McIntyre v. State
This text of 789 So. 2d 478 (McIntyre v. State) is published on Counsel Stack Legal Research, covering District Court of Appeal of Florida primary law. Counsel Stack provides free access to over 12 million legal documents including statutes, case law, regulations, and constitutions.
Opinion
Terry McINTYRE, Appellant,
v.
STATE of Florida, Appellee.
District Court of Appeal of Florida, Fourth District.

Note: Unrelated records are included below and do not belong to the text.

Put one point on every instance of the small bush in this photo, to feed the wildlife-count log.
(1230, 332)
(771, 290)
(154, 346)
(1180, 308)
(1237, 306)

Terry McIntyre, Jasper, pro se.
No appearance required for appellee.
PER CURIAM.
We affirm in part the order denying Appellant's motion for postconviction relief. Our affirmance is without prejudice to Appellant's right to refile his second and third grounds for relief, concerning his habitual offender sentencing and the calculation of his sentencing guidelines scoresheet, in a proper amended motion that includes the history of any prior attempts at collateral relief. See Fla. R.Crim. P. 3.850(c), 3.987; Woods v. State, 740 So.2d 600 (Fla. 4th DCA 1999). However, Appellant's first ground, alleging ineffective assistance of trial counsel in failing to file a notice of appeal of the conviction and sentence, should have been dismissed for lack of jurisdiction. Such claims are to be raised by petition for belated appeal, filed in the appellate court to which the appeal should have been taken. See Fla. R.App. P. 9.141(c).
*479 Affirmed in part without prejudice; reversed in part, and remanded.
GUNTHER, WARNER and STEVENSON, JJ., concur.